Rabbi Sirkis was born in Lublin in 1561. At age fourteen he went to the yeshiva of Solomon ben Judah. After remaining there some time he went to Brest-Litovsk, where he attended the yeshiva of Rabbi Phoebus. While still a youth he was invited to the rabbinate of Pruszany, near Slonim. Later he occupied the rabbinates of Lubkow, Lublin, Medzyboz, Belz, Szydlowka, and finally Brest-Litovsk and Cracow, succeeding in each of the two last-mentioned places his teacher R. Phoebus.

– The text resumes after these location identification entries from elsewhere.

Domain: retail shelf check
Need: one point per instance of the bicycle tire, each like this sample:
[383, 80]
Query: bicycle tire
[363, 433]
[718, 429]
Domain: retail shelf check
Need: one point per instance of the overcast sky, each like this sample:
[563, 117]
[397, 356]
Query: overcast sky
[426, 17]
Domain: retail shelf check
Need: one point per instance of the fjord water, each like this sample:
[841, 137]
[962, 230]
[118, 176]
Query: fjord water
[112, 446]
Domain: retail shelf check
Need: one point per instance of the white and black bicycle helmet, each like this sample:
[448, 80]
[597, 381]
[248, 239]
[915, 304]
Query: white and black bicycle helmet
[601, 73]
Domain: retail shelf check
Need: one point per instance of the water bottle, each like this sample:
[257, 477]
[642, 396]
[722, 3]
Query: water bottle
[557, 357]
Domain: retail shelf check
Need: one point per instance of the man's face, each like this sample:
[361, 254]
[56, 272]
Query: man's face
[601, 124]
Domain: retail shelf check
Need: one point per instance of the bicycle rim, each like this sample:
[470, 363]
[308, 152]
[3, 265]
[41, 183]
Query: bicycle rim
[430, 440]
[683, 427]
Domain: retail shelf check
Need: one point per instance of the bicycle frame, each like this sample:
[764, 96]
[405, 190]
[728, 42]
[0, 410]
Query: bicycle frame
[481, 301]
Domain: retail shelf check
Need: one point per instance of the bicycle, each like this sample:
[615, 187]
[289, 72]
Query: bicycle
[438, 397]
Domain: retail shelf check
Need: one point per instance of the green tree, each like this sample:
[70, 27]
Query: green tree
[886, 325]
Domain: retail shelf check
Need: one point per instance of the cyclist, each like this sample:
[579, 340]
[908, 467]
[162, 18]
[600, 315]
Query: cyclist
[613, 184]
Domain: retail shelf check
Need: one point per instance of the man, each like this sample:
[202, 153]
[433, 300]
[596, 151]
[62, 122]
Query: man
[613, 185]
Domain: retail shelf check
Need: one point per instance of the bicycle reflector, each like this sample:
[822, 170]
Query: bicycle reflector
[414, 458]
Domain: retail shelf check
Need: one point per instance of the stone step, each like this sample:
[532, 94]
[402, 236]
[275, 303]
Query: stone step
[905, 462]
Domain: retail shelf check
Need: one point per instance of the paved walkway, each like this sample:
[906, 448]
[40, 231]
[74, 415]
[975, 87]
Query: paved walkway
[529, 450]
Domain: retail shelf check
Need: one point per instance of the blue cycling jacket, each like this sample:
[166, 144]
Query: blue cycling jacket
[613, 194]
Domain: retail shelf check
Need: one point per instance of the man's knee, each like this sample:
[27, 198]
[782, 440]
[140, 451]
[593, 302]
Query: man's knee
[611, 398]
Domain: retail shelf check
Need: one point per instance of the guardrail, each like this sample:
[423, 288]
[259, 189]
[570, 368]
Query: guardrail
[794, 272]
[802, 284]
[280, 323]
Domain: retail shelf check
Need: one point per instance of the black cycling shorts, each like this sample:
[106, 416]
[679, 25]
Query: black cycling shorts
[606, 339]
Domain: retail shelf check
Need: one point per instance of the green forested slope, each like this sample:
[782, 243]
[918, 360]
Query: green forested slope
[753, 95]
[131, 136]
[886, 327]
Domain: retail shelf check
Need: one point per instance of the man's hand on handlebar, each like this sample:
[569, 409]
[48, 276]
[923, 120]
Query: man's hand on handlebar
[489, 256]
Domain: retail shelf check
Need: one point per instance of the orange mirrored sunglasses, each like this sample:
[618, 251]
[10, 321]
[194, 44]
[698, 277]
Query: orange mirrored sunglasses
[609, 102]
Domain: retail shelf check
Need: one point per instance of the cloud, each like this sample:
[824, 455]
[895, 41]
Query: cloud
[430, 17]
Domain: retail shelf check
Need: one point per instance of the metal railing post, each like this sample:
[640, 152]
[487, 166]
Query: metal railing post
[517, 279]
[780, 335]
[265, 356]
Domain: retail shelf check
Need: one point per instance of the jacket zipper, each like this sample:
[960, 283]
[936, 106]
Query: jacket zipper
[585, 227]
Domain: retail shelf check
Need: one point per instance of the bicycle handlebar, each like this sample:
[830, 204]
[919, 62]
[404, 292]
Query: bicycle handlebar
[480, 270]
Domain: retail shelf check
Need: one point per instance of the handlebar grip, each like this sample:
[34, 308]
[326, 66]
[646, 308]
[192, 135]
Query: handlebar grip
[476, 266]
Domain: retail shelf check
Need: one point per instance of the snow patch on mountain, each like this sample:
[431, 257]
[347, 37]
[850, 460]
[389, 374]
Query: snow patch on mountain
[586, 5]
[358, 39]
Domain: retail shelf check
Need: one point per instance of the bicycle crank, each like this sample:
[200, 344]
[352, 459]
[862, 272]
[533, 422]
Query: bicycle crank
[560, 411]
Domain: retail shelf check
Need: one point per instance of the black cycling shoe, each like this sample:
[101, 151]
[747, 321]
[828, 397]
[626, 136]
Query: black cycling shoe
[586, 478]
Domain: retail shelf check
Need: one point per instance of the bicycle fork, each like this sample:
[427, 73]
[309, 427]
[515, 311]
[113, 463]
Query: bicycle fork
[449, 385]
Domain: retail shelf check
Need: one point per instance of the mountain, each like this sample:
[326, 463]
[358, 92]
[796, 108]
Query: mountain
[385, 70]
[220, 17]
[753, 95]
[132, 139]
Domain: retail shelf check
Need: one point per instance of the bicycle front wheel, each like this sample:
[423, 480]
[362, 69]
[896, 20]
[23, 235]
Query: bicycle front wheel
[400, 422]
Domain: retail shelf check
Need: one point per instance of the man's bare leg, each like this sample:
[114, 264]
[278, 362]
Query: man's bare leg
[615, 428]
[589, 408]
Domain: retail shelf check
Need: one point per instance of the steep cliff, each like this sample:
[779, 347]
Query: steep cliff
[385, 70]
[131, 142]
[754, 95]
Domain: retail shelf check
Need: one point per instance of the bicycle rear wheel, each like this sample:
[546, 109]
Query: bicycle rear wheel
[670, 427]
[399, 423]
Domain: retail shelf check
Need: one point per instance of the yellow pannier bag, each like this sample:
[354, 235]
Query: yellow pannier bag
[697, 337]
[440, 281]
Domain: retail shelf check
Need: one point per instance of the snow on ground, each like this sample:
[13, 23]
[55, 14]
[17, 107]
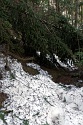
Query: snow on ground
[38, 99]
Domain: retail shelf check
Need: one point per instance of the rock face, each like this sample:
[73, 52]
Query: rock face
[56, 116]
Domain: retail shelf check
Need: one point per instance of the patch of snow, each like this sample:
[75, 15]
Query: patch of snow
[38, 99]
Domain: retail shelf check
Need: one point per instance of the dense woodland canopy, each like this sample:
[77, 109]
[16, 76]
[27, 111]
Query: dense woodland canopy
[55, 26]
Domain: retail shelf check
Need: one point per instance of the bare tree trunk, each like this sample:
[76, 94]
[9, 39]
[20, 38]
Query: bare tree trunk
[76, 13]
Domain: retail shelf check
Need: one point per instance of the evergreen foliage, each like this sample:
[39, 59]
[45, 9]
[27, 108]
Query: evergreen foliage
[27, 31]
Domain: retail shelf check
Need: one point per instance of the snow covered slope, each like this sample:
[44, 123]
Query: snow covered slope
[37, 99]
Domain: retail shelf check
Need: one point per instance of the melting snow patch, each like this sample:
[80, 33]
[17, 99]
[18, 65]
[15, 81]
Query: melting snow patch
[38, 100]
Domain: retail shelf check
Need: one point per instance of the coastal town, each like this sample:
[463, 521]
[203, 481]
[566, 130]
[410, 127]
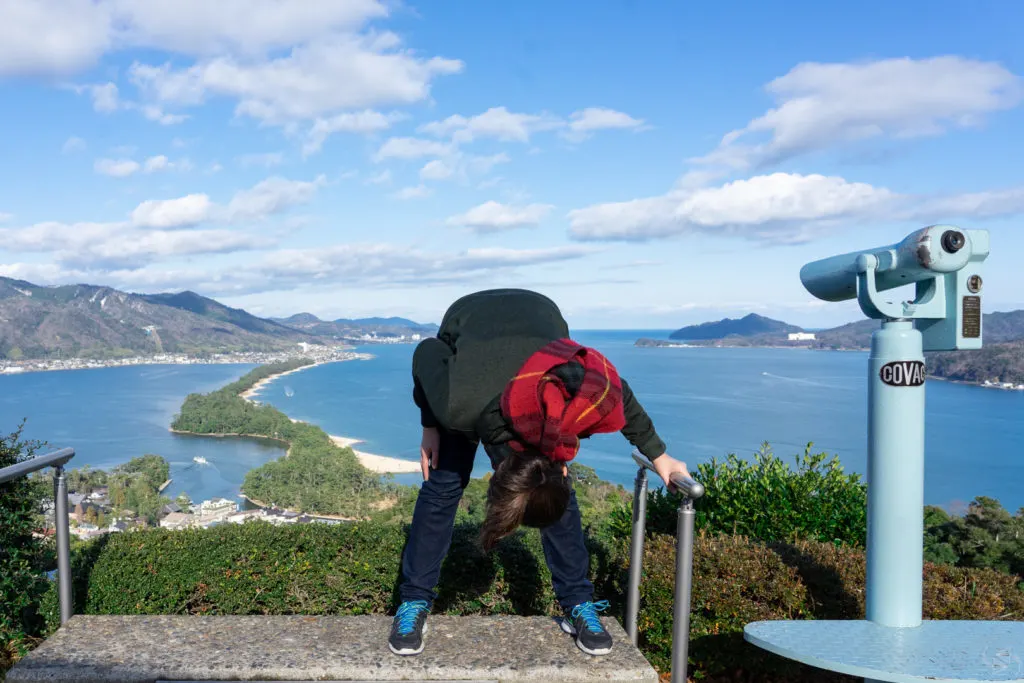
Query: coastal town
[317, 353]
[92, 515]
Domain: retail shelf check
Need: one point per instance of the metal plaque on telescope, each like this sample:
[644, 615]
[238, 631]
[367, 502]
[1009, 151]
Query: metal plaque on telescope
[903, 373]
[972, 316]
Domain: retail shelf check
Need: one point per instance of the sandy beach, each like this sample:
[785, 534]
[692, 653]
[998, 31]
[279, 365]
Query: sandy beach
[379, 464]
[249, 393]
[374, 463]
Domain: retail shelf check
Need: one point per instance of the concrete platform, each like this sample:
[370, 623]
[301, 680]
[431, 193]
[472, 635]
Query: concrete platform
[148, 649]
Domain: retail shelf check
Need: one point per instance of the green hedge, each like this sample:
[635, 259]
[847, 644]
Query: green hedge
[259, 568]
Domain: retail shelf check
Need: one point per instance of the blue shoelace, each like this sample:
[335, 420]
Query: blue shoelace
[589, 612]
[408, 613]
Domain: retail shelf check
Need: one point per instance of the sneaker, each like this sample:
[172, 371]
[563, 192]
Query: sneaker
[583, 623]
[409, 627]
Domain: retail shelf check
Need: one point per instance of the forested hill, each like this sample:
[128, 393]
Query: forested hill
[89, 321]
[749, 326]
[96, 322]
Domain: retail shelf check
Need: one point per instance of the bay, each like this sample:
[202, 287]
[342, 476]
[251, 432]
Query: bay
[705, 402]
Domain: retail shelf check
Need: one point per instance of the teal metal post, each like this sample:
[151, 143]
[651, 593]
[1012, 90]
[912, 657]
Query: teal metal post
[895, 475]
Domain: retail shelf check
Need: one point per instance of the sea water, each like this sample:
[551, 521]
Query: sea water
[705, 402]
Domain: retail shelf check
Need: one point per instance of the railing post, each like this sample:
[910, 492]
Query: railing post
[636, 554]
[64, 543]
[684, 580]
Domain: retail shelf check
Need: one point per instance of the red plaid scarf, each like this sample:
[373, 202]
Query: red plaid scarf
[543, 414]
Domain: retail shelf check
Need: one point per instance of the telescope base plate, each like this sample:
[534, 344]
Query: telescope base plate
[965, 651]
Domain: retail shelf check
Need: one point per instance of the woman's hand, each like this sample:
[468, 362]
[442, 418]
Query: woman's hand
[429, 447]
[666, 466]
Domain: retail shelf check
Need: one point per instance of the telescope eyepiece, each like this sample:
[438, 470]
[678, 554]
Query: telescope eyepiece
[952, 241]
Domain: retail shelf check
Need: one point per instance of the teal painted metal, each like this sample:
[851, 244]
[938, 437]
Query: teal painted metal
[895, 479]
[944, 264]
[935, 651]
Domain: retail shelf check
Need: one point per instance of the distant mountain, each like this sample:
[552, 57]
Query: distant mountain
[996, 329]
[215, 310]
[385, 322]
[999, 360]
[344, 328]
[297, 319]
[90, 321]
[750, 326]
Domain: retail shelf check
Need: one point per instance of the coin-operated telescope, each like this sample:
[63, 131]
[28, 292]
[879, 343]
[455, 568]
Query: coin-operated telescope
[894, 643]
[943, 261]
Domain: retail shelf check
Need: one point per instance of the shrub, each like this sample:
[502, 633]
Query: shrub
[768, 501]
[259, 568]
[22, 555]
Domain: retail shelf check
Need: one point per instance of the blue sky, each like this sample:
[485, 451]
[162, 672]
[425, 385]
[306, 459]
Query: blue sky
[645, 164]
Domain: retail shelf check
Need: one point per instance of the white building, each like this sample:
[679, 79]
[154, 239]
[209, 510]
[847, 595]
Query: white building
[177, 520]
[217, 506]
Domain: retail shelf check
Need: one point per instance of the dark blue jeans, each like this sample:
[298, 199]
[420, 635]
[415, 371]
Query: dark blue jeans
[433, 520]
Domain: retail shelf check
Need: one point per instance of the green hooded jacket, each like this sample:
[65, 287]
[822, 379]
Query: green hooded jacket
[483, 340]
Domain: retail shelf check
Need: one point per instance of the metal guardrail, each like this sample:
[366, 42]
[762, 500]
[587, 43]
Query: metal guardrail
[691, 489]
[55, 460]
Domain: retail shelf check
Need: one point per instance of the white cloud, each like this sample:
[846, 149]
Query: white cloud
[435, 170]
[272, 196]
[62, 37]
[117, 168]
[497, 122]
[73, 144]
[414, 193]
[365, 122]
[181, 212]
[411, 147]
[155, 113]
[52, 37]
[200, 28]
[585, 122]
[107, 99]
[778, 208]
[460, 166]
[313, 80]
[120, 245]
[148, 235]
[823, 104]
[379, 178]
[104, 97]
[266, 160]
[495, 217]
[122, 168]
[162, 163]
[389, 265]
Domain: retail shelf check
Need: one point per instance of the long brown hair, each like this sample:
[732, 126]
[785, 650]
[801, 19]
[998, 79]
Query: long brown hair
[528, 489]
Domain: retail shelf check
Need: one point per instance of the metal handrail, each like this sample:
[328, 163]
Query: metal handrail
[56, 460]
[691, 489]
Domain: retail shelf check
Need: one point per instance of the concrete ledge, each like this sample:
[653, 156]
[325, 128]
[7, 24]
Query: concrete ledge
[147, 649]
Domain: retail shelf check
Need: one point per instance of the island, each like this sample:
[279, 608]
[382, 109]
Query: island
[999, 364]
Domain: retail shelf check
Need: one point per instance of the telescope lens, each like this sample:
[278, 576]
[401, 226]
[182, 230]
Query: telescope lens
[952, 241]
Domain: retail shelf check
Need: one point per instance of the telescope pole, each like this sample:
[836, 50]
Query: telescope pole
[895, 475]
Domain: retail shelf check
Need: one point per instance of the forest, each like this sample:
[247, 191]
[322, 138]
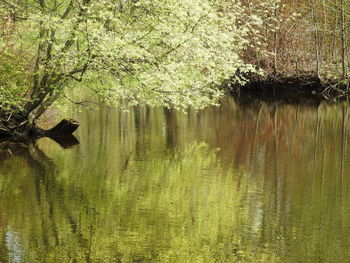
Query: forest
[193, 131]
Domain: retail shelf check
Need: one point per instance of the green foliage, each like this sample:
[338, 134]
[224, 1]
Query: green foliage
[172, 53]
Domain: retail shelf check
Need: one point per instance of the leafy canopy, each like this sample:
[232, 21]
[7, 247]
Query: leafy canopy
[173, 53]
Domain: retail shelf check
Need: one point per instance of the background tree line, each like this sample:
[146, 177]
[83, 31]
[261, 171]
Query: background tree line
[297, 37]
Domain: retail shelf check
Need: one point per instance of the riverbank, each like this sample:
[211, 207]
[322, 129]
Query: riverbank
[306, 87]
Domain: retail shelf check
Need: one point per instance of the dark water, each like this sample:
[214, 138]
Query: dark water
[258, 183]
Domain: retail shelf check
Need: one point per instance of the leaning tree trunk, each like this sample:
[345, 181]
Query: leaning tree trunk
[17, 126]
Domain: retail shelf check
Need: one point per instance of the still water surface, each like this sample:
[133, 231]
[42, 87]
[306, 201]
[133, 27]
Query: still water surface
[254, 183]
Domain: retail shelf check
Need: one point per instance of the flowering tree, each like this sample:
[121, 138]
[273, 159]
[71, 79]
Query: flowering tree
[173, 53]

"The Bach" was an adherent of the Kabbalah and an opponent of pilpul. He was also critical of those who relied solely on the Shulchan Aruch for halachic decisions, rather than on the Talmud and the Geonim. He was the father-in-law of Rabbi David HaLevi Segal, who frequently refers to him in Turei Zahav, his commentary on the Shulchan Aruch. Rabbi Sirkis died in Cracow in 1640.

[edit] Works

  • Bayit Chadash ("New House", a reference to Deuteronomy 22:8, abbreviated as Bach), Rabbi Sirkis's best known work, is a major commentary on the Arba'ah Turim of Jacob ben Asher. The work presents and elucidates the fundamental principles of the Torah as recorded in the Mishnah, the Babylonian and Jerusalem Talmuds, and the chief codes.
  • Hagahot haBach (Glosses of the Bach) - suggestions for textual emendations in the Talmud and Rashi, copied from the notes that the author added to his copy of the Talmud. The Bach noted his comments to the text by enclosing a letter in Rashi script within parentheses.
  • Meshiv Nefesh, a commentary on the Book of Ruth, (Lublin, 1616);
  • Teshuvot ha-Bach ("Responsa of the Bach").